L’après-midi, zouzou était invité à son premier anniversaire – chez une fille, mon Dieu – et nous avons été reçu par un couple dissonant, un colosse de deux mètres dépassant largement le quintal et une crevette tout de blanc vêtue – surtout ce pantalon de lin transparent, laissant deviner un brésilien de dentelles, hem… C’est étrange cet empressement avec lequel ils ont avoué que l’année prochaine, il n’y aura pas d’anniversaire, car “nous allons habiter dans le sud-ouest…“. Hmmm, super, alors bon vent…

Un peu plus tard, au parc, sous le soleil de 18h30, après avoir couru avec mon fils, hilare et qui pour la première fois jouait avec son pistolet à eau – prêté de bonne grâce au jeu du papa arrosé – je me suis allongé au pied d’un grand thuya à la ramure courbée – quand on ne leur ratiboise pas la gueule, les thuyas peuvent mesurer plus de trente mètres – et j’ai repensé avec une certaine méfiance teintée d’ironie bienveillante, à tous ces gens aux allures factices, à ce petit théâtre ridicule des maris – pas forcément honnêtes – et d’épouses aux yeux tristes…

4 Replies to “Un petit théâtre de marionnettes”

  1. L’autre jour, tu disais être déçu par le peu de commentaires que suscitent les billets sérieux. Je ne sais pas si tu classe celui-ci parmi ceux-là, mais en te lisant je me demandait ce qu’on pouvait bien ajouter à une description aussi fine du monde des “parents”, fait de rencontre (forcément) non souhaitées, carte scolaire oblige (mais rassurons-nous y’en a plus pour très longtemps…), aussi directes que brutales, comme si on partageait obligatoirement quelque chose parce que l’on a tous enfanté. La réponse est non, je ne vois vraiment rien à ajouter !

    PS: Décidément je suis en veine de réflexion en ce moment (c’est pas souvent 😉 ) et je me disais aussi qu’un commentaire suppose à priori d’être court, plus court que le billet qu’il commente, non ? enfin c’est mon impression, et du coup je trouve l’exercice difficile : répondre à un billet sérieux en quelques phrases… sans être ennuyeux, ce que j’ai bien peur de ne pas avoir réussi à faire, ici. Ça doit être ça mon rôle ; l’ennuyeur…

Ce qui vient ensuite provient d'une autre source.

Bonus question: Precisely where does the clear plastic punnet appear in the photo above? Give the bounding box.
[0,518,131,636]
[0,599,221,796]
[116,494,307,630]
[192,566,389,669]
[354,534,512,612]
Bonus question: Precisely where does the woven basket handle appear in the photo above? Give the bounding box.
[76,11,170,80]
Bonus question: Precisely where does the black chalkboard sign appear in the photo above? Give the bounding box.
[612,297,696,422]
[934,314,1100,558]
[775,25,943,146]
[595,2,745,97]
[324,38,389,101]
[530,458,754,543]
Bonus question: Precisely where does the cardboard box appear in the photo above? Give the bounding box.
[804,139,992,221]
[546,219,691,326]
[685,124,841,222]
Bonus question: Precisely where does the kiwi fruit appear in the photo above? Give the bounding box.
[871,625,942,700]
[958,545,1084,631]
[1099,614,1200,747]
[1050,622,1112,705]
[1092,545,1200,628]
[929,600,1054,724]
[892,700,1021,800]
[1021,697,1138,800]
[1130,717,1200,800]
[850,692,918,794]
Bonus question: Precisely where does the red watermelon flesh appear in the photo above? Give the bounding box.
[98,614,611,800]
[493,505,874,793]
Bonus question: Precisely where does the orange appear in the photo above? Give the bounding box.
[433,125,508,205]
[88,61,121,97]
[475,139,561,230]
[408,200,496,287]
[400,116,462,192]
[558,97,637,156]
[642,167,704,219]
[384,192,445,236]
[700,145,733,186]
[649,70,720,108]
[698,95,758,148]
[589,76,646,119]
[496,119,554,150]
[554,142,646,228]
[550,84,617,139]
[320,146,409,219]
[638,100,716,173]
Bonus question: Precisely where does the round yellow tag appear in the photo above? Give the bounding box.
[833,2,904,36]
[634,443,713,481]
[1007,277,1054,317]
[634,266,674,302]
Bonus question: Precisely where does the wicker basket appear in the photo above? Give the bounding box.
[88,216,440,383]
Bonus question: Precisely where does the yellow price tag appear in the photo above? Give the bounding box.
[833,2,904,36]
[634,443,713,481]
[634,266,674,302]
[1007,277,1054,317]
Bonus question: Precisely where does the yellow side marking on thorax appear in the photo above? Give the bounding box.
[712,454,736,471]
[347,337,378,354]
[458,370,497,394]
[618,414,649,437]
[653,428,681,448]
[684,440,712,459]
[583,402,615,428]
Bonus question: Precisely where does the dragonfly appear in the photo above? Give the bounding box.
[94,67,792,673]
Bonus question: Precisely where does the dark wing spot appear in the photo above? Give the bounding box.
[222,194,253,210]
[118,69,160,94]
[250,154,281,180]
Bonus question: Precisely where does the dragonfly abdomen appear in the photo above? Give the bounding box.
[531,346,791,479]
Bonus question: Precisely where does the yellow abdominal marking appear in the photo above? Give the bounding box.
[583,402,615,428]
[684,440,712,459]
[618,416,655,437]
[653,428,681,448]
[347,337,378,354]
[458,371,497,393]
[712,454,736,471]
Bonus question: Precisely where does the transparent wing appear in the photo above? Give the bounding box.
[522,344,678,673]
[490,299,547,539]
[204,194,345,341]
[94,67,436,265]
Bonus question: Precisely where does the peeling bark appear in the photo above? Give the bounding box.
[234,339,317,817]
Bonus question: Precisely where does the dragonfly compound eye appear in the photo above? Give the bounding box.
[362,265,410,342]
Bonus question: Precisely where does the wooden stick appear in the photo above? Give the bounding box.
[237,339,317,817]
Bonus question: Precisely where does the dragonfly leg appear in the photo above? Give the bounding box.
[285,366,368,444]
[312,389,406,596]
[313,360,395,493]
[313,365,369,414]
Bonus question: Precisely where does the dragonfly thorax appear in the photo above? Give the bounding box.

  2. Fabienne, spa faux, mais épousonnettes, c’est moins joli que marionnettes 😀
    Lorran, pfff, ça va pas de faire commentaires si longs ? 😉 Je ne serai pas fâché contre si les commentaires étaient aussi longs que les billets eux mêmes. Au contraire, ça voudrait dire que ça entraine une discussion non ? Et puis je te remercie pour le compliment.